I know CPI is supposed to measure how prices rise, but what I meant was that the official rate of inflation, known as “core inflation”, is the entire basis of what the US govt considers inflation. Regardless of the methodology they use to calculate it, they will consider that the actual rate of inflation. Note that core inflation excludes food and energy categories due to the fact that they’re volatile (eating out several nights can be much more expensive than buying 2 weeks-worth of groceries, for example). Also, chained CPI is intended to take into account substitutes, placing more weight on substitutes that are bought and much less weight on what is being substituted. Intuitively these make sense, as you wouldn’t want random price swings to influence the overall statistic. However, these don’t take into account a few facts: why people are buying less-expensive substitutes, as well as the fact that people are still consuming energy (gas, heat, electricity, etc). Also, with food, “beverages” refers to alcoholic beverages. So a bottle of Corona is counted but Coke isn’t, for example, even though the vast majority of people buy both from time to time. The fact that the US govt really needs to look at less-expensive substitutes (for the reason that substitution of goods may be happening on such a large scale) indirectly admits that there is significant inflation. One article I read states that due to all of these facts about core CPI, its possible it does a better job of representing how people are dealing with inflation, rather than the inflation itself (and I’ve read articles with both biases for and against the idea of government fudging statistics).

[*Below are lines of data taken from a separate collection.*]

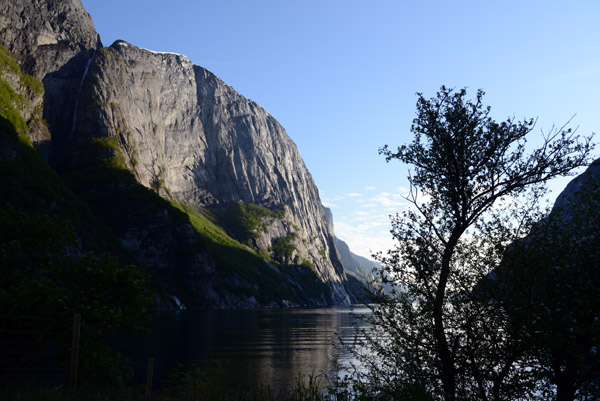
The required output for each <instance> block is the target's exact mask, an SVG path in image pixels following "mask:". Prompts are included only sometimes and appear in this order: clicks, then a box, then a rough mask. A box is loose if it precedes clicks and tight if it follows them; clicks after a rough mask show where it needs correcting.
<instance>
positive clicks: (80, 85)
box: [67, 49, 96, 143]
mask: <svg viewBox="0 0 600 401" xmlns="http://www.w3.org/2000/svg"><path fill="white" fill-rule="evenodd" d="M95 56H96V49H94V50H93V52H92V57H90V58H89V59H88V61H87V63H86V64H85V69H84V70H83V75H82V76H81V81H80V82H79V89H78V90H77V96H76V97H75V108H74V110H73V122H72V123H71V132H70V133H69V139H67V143H70V142H71V138H72V137H73V133H74V132H75V128H76V127H77V107H78V106H79V94H80V93H81V88H83V81H85V77H86V75H87V72H88V70H89V69H90V64H92V60H94V57H95Z"/></svg>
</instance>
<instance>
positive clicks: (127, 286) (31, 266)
mask: <svg viewBox="0 0 600 401" xmlns="http://www.w3.org/2000/svg"><path fill="white" fill-rule="evenodd" d="M0 266H1V268H2V272H1V273H2V274H1V275H0V310H2V311H3V316H2V317H3V324H6V326H5V327H7V328H10V330H4V331H2V333H1V334H2V338H1V339H0V340H1V341H0V344H2V345H3V346H4V345H7V346H8V345H9V344H12V345H11V346H12V347H14V348H15V349H20V350H21V351H22V354H23V355H22V356H18V357H17V359H15V360H11V361H6V360H5V362H6V363H13V364H14V369H15V371H18V368H19V367H21V368H23V369H24V370H23V372H24V374H31V372H29V371H28V369H29V368H28V366H30V365H31V364H34V363H39V362H40V361H36V359H39V358H40V355H41V357H42V358H43V355H44V353H43V352H44V350H47V349H49V348H50V349H53V348H56V347H58V348H60V351H59V353H60V354H61V355H62V357H61V358H62V359H63V360H64V361H65V362H66V361H67V358H68V357H67V355H68V354H67V351H68V346H69V341H70V337H69V336H68V334H69V327H70V321H71V320H72V318H73V315H74V314H75V313H79V314H81V315H82V321H83V326H82V337H81V341H82V344H81V353H80V377H81V378H82V380H84V381H87V382H88V383H93V385H95V386H101V385H103V384H106V385H111V386H114V385H118V384H122V383H123V381H124V380H126V379H127V378H128V377H129V374H130V372H129V369H128V366H127V362H126V361H125V360H124V359H123V358H122V357H121V356H120V355H119V354H118V353H116V352H114V351H112V350H111V347H110V346H109V344H107V343H106V338H103V337H102V336H106V335H110V334H112V333H114V332H115V330H129V331H138V330H142V329H144V328H145V327H146V324H147V323H148V319H147V318H148V316H147V315H146V313H147V309H148V308H149V306H150V305H151V302H152V298H151V295H150V291H149V290H148V284H147V282H148V277H147V275H146V274H145V273H144V272H143V271H142V270H141V269H139V268H137V267H136V266H133V265H127V266H121V265H120V264H119V263H118V261H117V259H116V258H114V257H113V256H111V255H110V254H103V255H96V254H94V253H84V252H82V251H81V250H80V249H79V244H78V238H77V236H76V235H75V232H74V230H73V226H72V224H71V223H70V222H69V221H67V220H62V219H60V218H56V217H50V216H45V215H31V214H27V213H23V212H19V211H16V210H15V209H14V208H13V207H11V206H6V207H3V208H0ZM27 317H30V318H32V319H37V320H35V322H36V325H35V326H34V327H31V326H30V325H29V323H28V320H23V318H27ZM32 330H34V331H32ZM30 332H35V333H42V335H41V337H40V338H37V339H35V341H32V338H30V337H31V336H28V335H23V334H22V333H30ZM53 332H59V333H63V334H64V335H61V336H59V337H52V336H50V333H53ZM4 351H7V350H4ZM8 351H10V350H8ZM41 362H43V360H42V361H41ZM3 379H5V378H3Z"/></svg>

To go on your point about how core inflation measurements are internationally recognized, and how non-government economists use this as well: governments all around the world are following some kind of inflationary monetary policy, and the vast majority of economists (whether in government or not) follow the Keynesian school of thought. There’s no conspiracy necessarily (I highly doubt there is one actually), rather so many people have this bias towards Keynesian economics, which touts the ideas that deficits don’t matter, inflation is necessary, spending is everything, and so on. Economists and people in government were likely raised with these ideas, so naturally there are going to be standards revolving around them. It’s like when the US government decided to include R&D as part of the GDP recently. Their mentality is that the higher the GDP, the better the economy. However by adding another metric (which hasn’t been in place at all in economic history up until now), arguably does nothing other than artificially raise a number. So the fact that this core CPI standard is internationally accepted and used only admits that other countries around the world follow the same vain of economic thought and practice.

There’s also the fact that the US dollar is the reserve currency of the world. Governments all around the world hold in their reserves US dollars more than any other currency (and it was like this since after WWII). If the world sees that the US not only has high levels of debt but also a currency that loses much of its value, the world may not be so confident in the dollar. Foreign governments/investors wouldn’t want to purchase US govt bonds at that point, so there are those incentives to artificially lower official core inflation as well if they’re in fact doing it. So I’d hope that can support that idea that governments being misleading isn’t such a silly idea.

Also, theoretically governments can lie as much as they want considering they cannot immediately and directly be held accountable (I’m talking jail time or being sued, not just losing an upcoming election), so I may as well give the player that option to do so.